The Privatisation Commission Board, chaired by the Adviser on Privatisation, met in Islamabad to review and decide on several high-profile privatisation transactions. The agenda focused on state-owned assets, including House Building Finance Company Limited and the Roosevelt Hotel.
During the meeting, the board reviewed the proposed sale of a 51 percent stake in HBFC. Members noted that the Pakistan Mortgage Refinance Company remained the sole bidder throughout the negotiated process. Against an approved reference price of Rs13.55 billion, the bidder offered Rs4.2 billion. Due to this wide gap, the board recommended ending the current process and restarting HBFC’s privatisation with a fresh approach.
The board also addressed the future of the Roosevelt Hotel in New York. It cancelled the ongoing process to hire a financial adviser and directed officials to invite fresh expressions of interest. After screening, only two firms remained from an initial pool of seven, which limited competition. The board stressed the need for broader participation before moving forward.
In another key decision, the board recommended adding New Islamabad International Airport to the privatisation programme.
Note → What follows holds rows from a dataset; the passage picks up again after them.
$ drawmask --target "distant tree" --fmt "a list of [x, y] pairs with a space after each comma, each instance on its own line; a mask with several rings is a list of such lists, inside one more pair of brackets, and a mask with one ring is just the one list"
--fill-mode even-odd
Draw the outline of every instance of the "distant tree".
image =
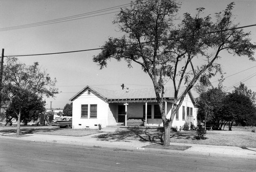
[[72, 103], [70, 104], [67, 103], [63, 109], [63, 113], [65, 116], [72, 116]]
[[[114, 21], [123, 36], [110, 38], [102, 52], [93, 58], [100, 69], [106, 66], [109, 60], [122, 59], [129, 67], [133, 62], [139, 64], [148, 74], [161, 114], [165, 146], [169, 145], [173, 121], [186, 94], [197, 81], [208, 83], [209, 79], [220, 70], [216, 61], [221, 58], [221, 52], [226, 50], [254, 59], [256, 45], [250, 42], [250, 34], [235, 29], [238, 24], [232, 19], [233, 6], [233, 3], [228, 5], [225, 10], [216, 13], [215, 19], [204, 17], [204, 8], [198, 8], [195, 16], [186, 13], [177, 24], [180, 5], [176, 1], [132, 2], [131, 8], [121, 9]], [[164, 96], [169, 81], [174, 89], [174, 100], [170, 117], [167, 117]], [[184, 84], [186, 89], [181, 91]]]
[[242, 83], [238, 87], [234, 87], [233, 92], [239, 94], [244, 95], [250, 99], [253, 104], [256, 102], [256, 92], [252, 91], [250, 89], [248, 89], [247, 87]]
[[229, 130], [234, 122], [242, 126], [252, 124], [256, 107], [248, 96], [233, 91], [227, 95], [224, 108], [229, 115]]
[[[22, 103], [20, 121], [27, 125], [27, 123], [31, 120], [37, 120], [39, 117], [40, 114], [46, 110], [45, 102], [42, 101], [42, 97], [38, 95], [29, 95], [27, 97], [27, 99], [22, 103], [18, 102], [18, 99], [14, 97], [10, 106], [7, 109], [7, 116], [9, 114], [15, 114], [15, 112], [19, 111], [19, 105]], [[14, 117], [17, 118], [17, 115], [14, 115]]]
[[198, 119], [204, 120], [205, 125], [214, 124], [215, 129], [221, 129], [225, 120], [221, 111], [226, 94], [221, 88], [212, 88], [201, 93], [197, 99]]
[[58, 93], [55, 87], [56, 79], [52, 80], [46, 70], [39, 67], [39, 64], [35, 62], [33, 65], [26, 65], [18, 62], [17, 58], [7, 59], [7, 64], [4, 67], [4, 89], [8, 95], [11, 103], [17, 102], [15, 105], [18, 111], [14, 109], [17, 117], [17, 135], [19, 135], [22, 111], [24, 104], [29, 102], [35, 94], [41, 97], [54, 96]]

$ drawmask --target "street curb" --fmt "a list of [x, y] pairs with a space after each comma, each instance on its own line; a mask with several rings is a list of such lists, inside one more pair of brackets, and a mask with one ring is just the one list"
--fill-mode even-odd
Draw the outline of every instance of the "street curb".
[[[91, 137], [93, 136], [95, 134], [92, 135], [89, 135], [86, 136], [83, 136], [84, 137]], [[96, 135], [97, 135], [96, 134]], [[186, 150], [184, 151], [179, 151], [179, 150], [169, 150], [169, 149], [155, 149], [155, 148], [144, 148], [144, 146], [142, 147], [137, 147], [137, 146], [131, 146], [130, 145], [126, 145], [125, 147], [123, 147], [120, 145], [112, 145], [110, 144], [104, 144], [104, 142], [95, 142], [94, 143], [91, 142], [81, 142], [77, 141], [67, 141], [67, 140], [63, 140], [61, 139], [52, 139], [52, 140], [47, 140], [44, 138], [41, 138], [40, 140], [36, 140], [36, 139], [33, 139], [32, 138], [30, 137], [30, 136], [34, 136], [34, 134], [26, 134], [25, 136], [20, 136], [19, 137], [13, 137], [13, 136], [9, 136], [8, 135], [1, 135], [0, 136], [0, 138], [3, 139], [16, 139], [19, 140], [24, 140], [28, 141], [30, 142], [41, 142], [41, 143], [49, 143], [52, 144], [70, 144], [70, 145], [77, 145], [80, 146], [86, 146], [86, 147], [90, 147], [90, 148], [111, 148], [111, 149], [120, 149], [120, 150], [131, 150], [134, 151], [144, 151], [144, 152], [159, 152], [159, 153], [168, 153], [171, 154], [180, 154], [183, 155], [188, 155], [188, 156], [203, 156], [205, 157], [223, 157], [223, 158], [239, 158], [241, 159], [246, 159], [246, 160], [256, 160], [256, 154], [252, 154], [252, 155], [230, 155], [227, 154], [220, 154], [220, 153], [216, 153], [212, 152], [196, 152], [196, 151], [189, 151]], [[147, 143], [145, 144], [145, 146], [147, 145], [150, 145], [152, 144], [152, 143]]]

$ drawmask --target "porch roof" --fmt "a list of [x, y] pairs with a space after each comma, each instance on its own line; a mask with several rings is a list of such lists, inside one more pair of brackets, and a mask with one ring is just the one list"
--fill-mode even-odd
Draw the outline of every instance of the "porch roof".
[[[183, 92], [185, 87], [181, 87], [180, 92]], [[157, 102], [156, 93], [154, 89], [144, 88], [109, 90], [98, 87], [87, 86], [75, 95], [70, 100], [72, 101], [76, 99], [81, 92], [90, 89], [99, 94], [101, 96], [105, 99], [109, 103], [123, 103], [123, 102]], [[194, 97], [189, 92], [192, 99]], [[180, 96], [180, 94], [179, 95]], [[172, 87], [166, 87], [164, 95], [164, 99], [165, 101], [172, 102], [174, 98], [174, 89]]]

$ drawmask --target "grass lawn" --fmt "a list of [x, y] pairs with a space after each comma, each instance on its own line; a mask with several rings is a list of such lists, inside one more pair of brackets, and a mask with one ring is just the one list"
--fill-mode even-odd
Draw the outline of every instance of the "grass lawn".
[[[196, 139], [195, 131], [172, 132], [172, 142], [201, 144], [215, 145], [227, 145], [238, 147], [256, 148], [256, 133], [251, 130], [256, 127], [234, 127], [232, 131], [207, 131], [205, 140]], [[24, 136], [27, 134], [50, 134], [65, 136], [83, 136], [100, 133], [98, 130], [70, 129], [58, 128], [42, 128], [36, 127], [21, 128]], [[1, 127], [0, 133], [12, 134], [16, 133], [16, 128]], [[102, 133], [94, 137], [106, 141], [116, 141], [123, 140], [137, 140], [151, 142], [160, 145], [163, 139], [162, 130], [127, 129], [117, 130], [115, 132]]]
[[[172, 142], [226, 145], [239, 147], [256, 148], [256, 133], [252, 132], [254, 128], [234, 128], [233, 131], [208, 131], [205, 140], [197, 139], [195, 131], [172, 132]], [[105, 140], [138, 140], [160, 143], [163, 139], [163, 133], [158, 130], [133, 130], [120, 131], [95, 136]]]

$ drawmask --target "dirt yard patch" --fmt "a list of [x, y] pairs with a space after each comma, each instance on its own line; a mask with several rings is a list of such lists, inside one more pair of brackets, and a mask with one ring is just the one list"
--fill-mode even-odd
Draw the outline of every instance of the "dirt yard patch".
[[[195, 131], [173, 132], [170, 135], [170, 144], [172, 142], [176, 142], [256, 148], [256, 133], [251, 132], [252, 129], [255, 130], [255, 127], [234, 127], [232, 128], [231, 131], [207, 131], [205, 140], [197, 139], [197, 134]], [[16, 131], [15, 127], [1, 127], [0, 135], [14, 134]], [[98, 130], [60, 129], [51, 126], [22, 127], [21, 131], [22, 135], [24, 136], [27, 134], [83, 136], [101, 132]], [[142, 142], [151, 142], [158, 145], [152, 146], [161, 146], [164, 133], [162, 130], [130, 128], [122, 130], [117, 130], [114, 132], [102, 133], [94, 137], [101, 140], [110, 141], [137, 140]]]

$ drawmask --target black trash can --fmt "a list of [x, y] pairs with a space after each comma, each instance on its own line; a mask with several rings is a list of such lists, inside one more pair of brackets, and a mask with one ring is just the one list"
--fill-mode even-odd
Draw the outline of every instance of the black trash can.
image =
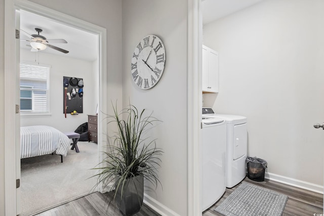
[[248, 178], [257, 182], [264, 181], [264, 172], [267, 168], [267, 161], [257, 157], [248, 157]]

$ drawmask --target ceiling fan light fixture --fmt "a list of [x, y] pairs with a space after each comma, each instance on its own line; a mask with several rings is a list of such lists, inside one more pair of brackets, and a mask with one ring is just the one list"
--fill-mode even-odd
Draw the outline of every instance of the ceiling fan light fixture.
[[44, 50], [47, 47], [46, 45], [40, 42], [30, 42], [30, 46], [37, 50]]

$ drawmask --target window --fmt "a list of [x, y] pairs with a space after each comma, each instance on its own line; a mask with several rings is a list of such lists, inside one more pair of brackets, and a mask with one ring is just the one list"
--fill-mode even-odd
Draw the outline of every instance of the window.
[[20, 111], [48, 113], [50, 68], [20, 63]]

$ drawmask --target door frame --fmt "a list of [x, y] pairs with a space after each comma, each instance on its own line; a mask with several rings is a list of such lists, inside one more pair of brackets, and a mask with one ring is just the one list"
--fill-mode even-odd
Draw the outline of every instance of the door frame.
[[[15, 113], [16, 94], [19, 87], [15, 84], [19, 77], [19, 67], [16, 66], [15, 35], [15, 14], [16, 10], [23, 10], [35, 14], [54, 20], [63, 24], [98, 35], [99, 39], [99, 101], [98, 106], [103, 113], [106, 113], [107, 99], [107, 32], [104, 28], [73, 17], [27, 0], [5, 0], [5, 206], [6, 215], [17, 214], [17, 196], [16, 189], [16, 157], [20, 159], [20, 132], [16, 123], [19, 115]], [[101, 151], [103, 144], [106, 143], [107, 124], [102, 112], [98, 114], [98, 163], [103, 159]], [[20, 121], [20, 118], [19, 119]], [[100, 122], [100, 123], [99, 123]], [[17, 144], [18, 143], [18, 144]], [[14, 144], [16, 144], [15, 145]], [[19, 151], [18, 151], [19, 150]], [[16, 152], [18, 152], [16, 154]], [[104, 188], [100, 186], [100, 192]], [[18, 209], [19, 208], [18, 208]]]
[[201, 45], [200, 0], [188, 0], [188, 215], [201, 215]]

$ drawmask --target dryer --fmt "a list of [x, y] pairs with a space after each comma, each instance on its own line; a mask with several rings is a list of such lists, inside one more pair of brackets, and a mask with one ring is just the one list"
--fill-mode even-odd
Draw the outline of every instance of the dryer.
[[247, 118], [236, 115], [215, 114], [211, 108], [202, 108], [202, 116], [218, 117], [226, 121], [226, 187], [232, 188], [247, 175]]
[[217, 117], [203, 117], [201, 122], [201, 207], [205, 211], [225, 193], [226, 124]]

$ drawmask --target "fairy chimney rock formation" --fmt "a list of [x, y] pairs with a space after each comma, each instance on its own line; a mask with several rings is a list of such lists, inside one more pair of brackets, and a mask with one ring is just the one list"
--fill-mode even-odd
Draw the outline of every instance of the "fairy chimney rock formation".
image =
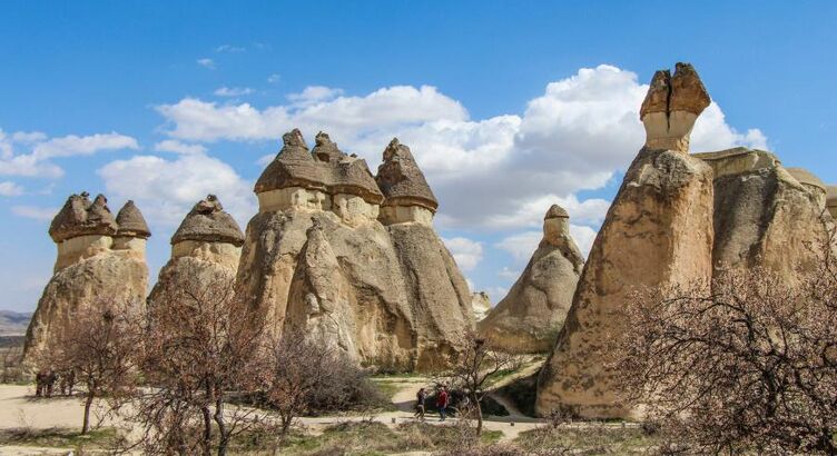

It authorised the Privatisation Commission to engage with the Asian Development Bank for a financial advisory agreement.
Read: Pakistan Secures Seven Bids for Roosevelt Hotel Privatization
The board also approved the formation of a transaction committee to oversee the privatisation of Hyderabad Electric Supply Company and Sukkur Electric Power Company. These utilities form part of the second batch of power distribution companies slated for privatisation.
Officials said the review reflected the government’s focus on transparency, realistic valuations, and stronger investor interest across major transactions.
Roosevelt Hotel options under review
In October 2025, Pakistan explored multiple options for the Roosevelt Hotel, which is owned by Pakistan International Airlines. The government considered redeveloping the property, including demolishing the existing structure and constructing a new skyscraper. This strategy aligned with commitments made to the International Monetary Fund, according to reports.
The 1,025-room hotel in midtown Manhattan closed in 2020 after heavy losses during the COVID-19 pandemic. It briefly reopened in 2023 to house migrants before closing again.
Adviser to the Prime Minister on Privatisation, Muhammad Ali, said the government prefers a joint-venture model. Under this plan, Pakistan would contribute the land while a private partner would provide equity. He added that the government would retain the hotel only if it proves economically viable.
“We expect clarity in the coming months after market sounding and the selection of a joint venture partner,” he said.